$363M is average pay for top hedge fund managers
Friday May 26, 12:16 am ET
By Adam Shell, USA TODAY
James Simons, a mathematician turned money manager who prefers hiring Ph.D.s over MBAs, inched out oil tycoon T. Boone Pickens Jr. as the world's best-paid hedge fund manager in 2005, collecting an estimated $1.5 billion, according to rankings released today by Institutional Investor's Alpha magazine.
In rising to the top of what amounts to a who's who list of the secretive hedge fund world, Simons, of Renaissance Technologies, unseated 2004's top earner and first-ever billion-dollar man, Edward Lampert of ESL Investments, who is best known for buying Kmart and masterminding the blockbuster deal to buy Sears. Lampert's earnings dipped to an estimated $425 million last year, down from $1.0 billion in 2004.
"These are staggering numbers," said Alpha editor Michael Peltz in announcing its fifth-annual list of Top 25 earners. "It took $130 million to make the list."
Pickens also topped $1 billion, earning an estimated $1.4 billion. The average pay of the 26 (there was a tie for 25th place) on the list was $363 million, up 45% from $251 million in 2004.

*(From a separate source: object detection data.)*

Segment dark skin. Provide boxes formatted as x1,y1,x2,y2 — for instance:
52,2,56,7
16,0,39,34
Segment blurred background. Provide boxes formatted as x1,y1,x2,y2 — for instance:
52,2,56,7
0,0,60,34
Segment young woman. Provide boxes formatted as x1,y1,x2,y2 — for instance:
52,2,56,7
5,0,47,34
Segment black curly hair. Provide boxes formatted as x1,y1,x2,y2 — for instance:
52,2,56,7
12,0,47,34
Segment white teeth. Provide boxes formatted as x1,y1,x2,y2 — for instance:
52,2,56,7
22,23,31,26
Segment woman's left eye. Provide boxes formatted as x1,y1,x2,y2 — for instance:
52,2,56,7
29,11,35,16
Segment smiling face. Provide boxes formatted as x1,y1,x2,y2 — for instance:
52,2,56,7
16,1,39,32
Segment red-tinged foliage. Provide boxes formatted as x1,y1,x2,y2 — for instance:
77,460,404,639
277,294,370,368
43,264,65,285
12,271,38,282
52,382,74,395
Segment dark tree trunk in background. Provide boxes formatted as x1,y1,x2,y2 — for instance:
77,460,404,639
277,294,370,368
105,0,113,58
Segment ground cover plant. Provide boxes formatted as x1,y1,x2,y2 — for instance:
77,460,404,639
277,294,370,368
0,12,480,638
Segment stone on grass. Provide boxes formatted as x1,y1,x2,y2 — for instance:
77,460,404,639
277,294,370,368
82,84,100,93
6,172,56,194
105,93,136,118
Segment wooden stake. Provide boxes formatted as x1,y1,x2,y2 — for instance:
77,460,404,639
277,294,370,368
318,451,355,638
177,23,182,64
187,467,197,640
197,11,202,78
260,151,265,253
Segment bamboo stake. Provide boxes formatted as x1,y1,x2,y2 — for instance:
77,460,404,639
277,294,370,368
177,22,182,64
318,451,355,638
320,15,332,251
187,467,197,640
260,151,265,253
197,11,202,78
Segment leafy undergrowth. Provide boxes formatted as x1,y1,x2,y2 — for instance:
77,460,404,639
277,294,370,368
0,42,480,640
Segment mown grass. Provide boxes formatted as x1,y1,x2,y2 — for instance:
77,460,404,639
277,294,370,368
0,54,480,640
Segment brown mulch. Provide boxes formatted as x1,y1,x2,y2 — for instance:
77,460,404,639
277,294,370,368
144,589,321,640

Other big-name managers with big-time reputations in the top 10 included: financier George Soros, who was named "the man who broke the Bank of England" in 1992 after a winning bet against the British pound netted him more than $1 billion; Steven Cohen of SAC Capital Advisors, whom BusinessWeek called "the most powerful trader on Wall Street you've never heard of" in a July 2003 cover story; and legendary trader Paul Tudor Jones II. "These top earners are the best of the best, the real superstars," says Ryan Pearson, senior vice president at hedge fund consultancy Greenwich-Van Advisors.
The surge in pay comes amid an explosive growth in the industry, which now has roughly 8,000 funds and $1.2 trillion in assets. A lucrative business model for hedge fund managers, which, on average, entitles them to 2% of assets under management and 20% of the profit, makes these large paydays possible, Peltz says. A $10 billion fund would earn $200 million from the 2% management fee alone. Super-successful managers charge even more. Simons, the No. 1 earner last year, charges a 5% management fee and 44% of profits, Alpha's Peltz says.
Simons, whose firm, Peltz quips, has enough "rocket scientists to run their own space program," makes its money trading "often and frequently" with the help of computers, trying to capture small price movements. Pickens profited from the boom in energy prices.
The managers didn't just line their own pockets. "I suspect they have made more money for their clients than themselves," says Charles Davidson, hedge fund director at Standard & Poor's.